Toutefois, la quantité d’émissions de gaz à effet de serre produites par l’écosystème touristique par million d’euros de valeur ajoutée brute dans le secteur du tourisme est un indicateur évalué au niveau européen. Au Luxembourg, cet indicateur s’élevait à 71,66 kg par rapport à la moyenne européenne de 372,15 kg en 2019. Les valeurs sont fournies par Eurostat et ne sont pas encore disponibles pour les années suivantes.
Il est en outre important de souligner que selon une enquête de l’agence de promotion touristique nationale Luxembourg for Tourism (LFT), 60% des résidents du Luxembourg préfèrent un tourisme plus écologique et responsable, ce qui renforce davantage l’initiative de réduction de l’empreinte carbone dans le secteur touristique.

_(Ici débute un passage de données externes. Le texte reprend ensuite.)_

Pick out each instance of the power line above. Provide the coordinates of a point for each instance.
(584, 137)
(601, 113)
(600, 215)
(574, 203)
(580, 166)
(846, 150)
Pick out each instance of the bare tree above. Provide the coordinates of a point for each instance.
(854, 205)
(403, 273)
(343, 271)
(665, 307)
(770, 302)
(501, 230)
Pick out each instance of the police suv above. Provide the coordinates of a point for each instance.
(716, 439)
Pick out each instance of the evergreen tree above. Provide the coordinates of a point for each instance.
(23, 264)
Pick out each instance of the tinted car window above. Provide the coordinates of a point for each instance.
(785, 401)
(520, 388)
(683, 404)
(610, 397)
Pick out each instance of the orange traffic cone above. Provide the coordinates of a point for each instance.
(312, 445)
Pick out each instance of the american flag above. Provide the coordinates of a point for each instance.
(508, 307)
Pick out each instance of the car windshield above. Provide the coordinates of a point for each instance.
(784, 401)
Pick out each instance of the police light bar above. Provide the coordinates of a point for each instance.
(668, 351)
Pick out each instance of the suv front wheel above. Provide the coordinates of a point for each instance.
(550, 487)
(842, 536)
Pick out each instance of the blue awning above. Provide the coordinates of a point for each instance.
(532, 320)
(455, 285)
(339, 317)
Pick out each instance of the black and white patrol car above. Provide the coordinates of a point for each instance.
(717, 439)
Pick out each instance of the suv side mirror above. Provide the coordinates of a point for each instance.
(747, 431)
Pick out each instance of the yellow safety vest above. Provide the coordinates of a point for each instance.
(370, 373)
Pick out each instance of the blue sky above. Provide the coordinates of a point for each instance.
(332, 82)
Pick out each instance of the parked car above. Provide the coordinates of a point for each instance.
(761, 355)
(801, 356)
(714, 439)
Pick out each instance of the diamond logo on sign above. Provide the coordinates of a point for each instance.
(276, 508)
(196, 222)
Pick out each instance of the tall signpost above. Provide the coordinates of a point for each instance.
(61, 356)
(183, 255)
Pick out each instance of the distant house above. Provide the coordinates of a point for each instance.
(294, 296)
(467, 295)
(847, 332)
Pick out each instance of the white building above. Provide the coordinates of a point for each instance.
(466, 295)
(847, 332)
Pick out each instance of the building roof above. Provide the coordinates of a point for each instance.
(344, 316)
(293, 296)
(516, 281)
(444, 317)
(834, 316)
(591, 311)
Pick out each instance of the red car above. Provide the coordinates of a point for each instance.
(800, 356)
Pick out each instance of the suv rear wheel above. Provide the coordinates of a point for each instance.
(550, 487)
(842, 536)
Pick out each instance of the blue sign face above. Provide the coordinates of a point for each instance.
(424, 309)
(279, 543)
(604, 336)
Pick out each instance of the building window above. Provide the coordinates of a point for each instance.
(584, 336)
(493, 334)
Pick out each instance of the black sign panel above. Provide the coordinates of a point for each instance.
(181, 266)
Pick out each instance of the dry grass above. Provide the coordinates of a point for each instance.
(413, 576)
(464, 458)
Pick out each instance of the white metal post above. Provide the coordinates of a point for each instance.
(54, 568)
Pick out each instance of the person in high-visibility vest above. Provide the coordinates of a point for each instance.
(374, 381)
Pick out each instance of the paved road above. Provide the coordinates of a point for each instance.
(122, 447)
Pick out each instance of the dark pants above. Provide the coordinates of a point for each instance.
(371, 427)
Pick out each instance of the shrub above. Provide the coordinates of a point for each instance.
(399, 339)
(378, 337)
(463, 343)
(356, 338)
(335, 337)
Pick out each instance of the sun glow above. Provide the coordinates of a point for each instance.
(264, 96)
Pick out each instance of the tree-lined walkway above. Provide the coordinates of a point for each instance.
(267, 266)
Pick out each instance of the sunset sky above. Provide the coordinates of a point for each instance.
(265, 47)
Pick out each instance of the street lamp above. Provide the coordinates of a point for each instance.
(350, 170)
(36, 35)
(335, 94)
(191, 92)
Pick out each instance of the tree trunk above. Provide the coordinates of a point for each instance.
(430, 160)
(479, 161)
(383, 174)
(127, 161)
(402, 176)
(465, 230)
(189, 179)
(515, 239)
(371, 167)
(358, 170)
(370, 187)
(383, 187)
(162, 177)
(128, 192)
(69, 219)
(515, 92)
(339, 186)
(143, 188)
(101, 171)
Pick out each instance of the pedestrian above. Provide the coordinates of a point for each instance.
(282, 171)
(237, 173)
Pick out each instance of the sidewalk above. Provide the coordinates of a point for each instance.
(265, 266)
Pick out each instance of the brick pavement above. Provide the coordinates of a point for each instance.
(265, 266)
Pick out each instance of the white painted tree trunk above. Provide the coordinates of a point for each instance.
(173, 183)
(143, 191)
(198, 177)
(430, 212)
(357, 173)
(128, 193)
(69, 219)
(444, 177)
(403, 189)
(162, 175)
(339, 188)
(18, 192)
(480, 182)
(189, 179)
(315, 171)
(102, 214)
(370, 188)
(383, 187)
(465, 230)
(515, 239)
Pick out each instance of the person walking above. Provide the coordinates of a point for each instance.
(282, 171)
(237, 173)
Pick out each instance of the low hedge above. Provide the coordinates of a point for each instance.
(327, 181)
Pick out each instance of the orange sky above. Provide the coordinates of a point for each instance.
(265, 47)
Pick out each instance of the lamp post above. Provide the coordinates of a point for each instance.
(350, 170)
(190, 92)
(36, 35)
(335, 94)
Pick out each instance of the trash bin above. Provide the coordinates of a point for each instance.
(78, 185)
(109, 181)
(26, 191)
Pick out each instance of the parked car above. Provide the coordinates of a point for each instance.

Et plus particulièrement l’impact de la mobilité liée au tourisme ?
Selon une enquête de LFT, le moyen de transport principal utilisé pour se rendre au Luxembourg est la voiture, représentant 58% des déplacements des visiteurs passant la nuit au Luxembourg et représentant 72% des déplacements des visiteurs à la journée. 18% des visiteurs passant la nuit utilisent le train pour se rendre au Luxembourg (20% des visiteurs à la journée). Environ 12% des visiteurs passant la nuit utilisent l’avion pour leurs déplacements (1% des visiteurs à la journée).
Comme pour l’ensemble du secteur touristique, des estimations de l’empreinte carbone de la mobilité liée au tourisme sont prévues à l’avenir. Cela sera possible grâce à des enquêtes régulières menées auprès des visiteurs pour évaluer leur comportement en termes de transport pour se rendre au Luxembourg ainsi que leurs déplacements pendant leur séjour. Ces enquêtes fourniront des données essentielles pour mieux comprendre et quantifier l’empreinte carbone spécifique à la mobilité touristique.
Comment pousser les visiteurs à choisir davantage les transports en commun pour leurs déplacements ? Est-il à ce jour aisé de visiter les lieux touristiques éloignés de la capitale, sans voiture ?
Comme décrit précédemment, le moyen de transport principal utilisé pour se rendre au Luxembourg est la voiture, devant le train et l’avion. Afin d’encourager les visiteurs sur place à choisir davantage les transports publics et de faciliter la planification des activités souhaitées, l’application « Visit Luxembourg » affiche l’itinéraire de transport en commun adéquat pour de nombreuses attractions touristiques.
Il convient de souligner également que deux tiers des visiteurs sont satisfaits de l’offre de transports publics (source : « Luxembourg for Tourism »/LFT).
L’accessibilité des transports publics est d’ailleurs soulignée à plusieurs reprises comme une expérience de voyage positive. En effet, depuis 2020, tous les modes de transport public, donc les autobus, trains et le tram sont gratuits dans l’entièreté du territoire luxembourgeois. Bien que les centres urbains et les agglomérations au sud et au nord du pays soient les mieux desservis, les régions plus rurales bénéficient également d’un service garanti, en semaine comme pendant le weekend. Ce réseau permet donc aux visiteurs et aux résidents d’accéder à n’importe quelle destination confortablement et gratuitement.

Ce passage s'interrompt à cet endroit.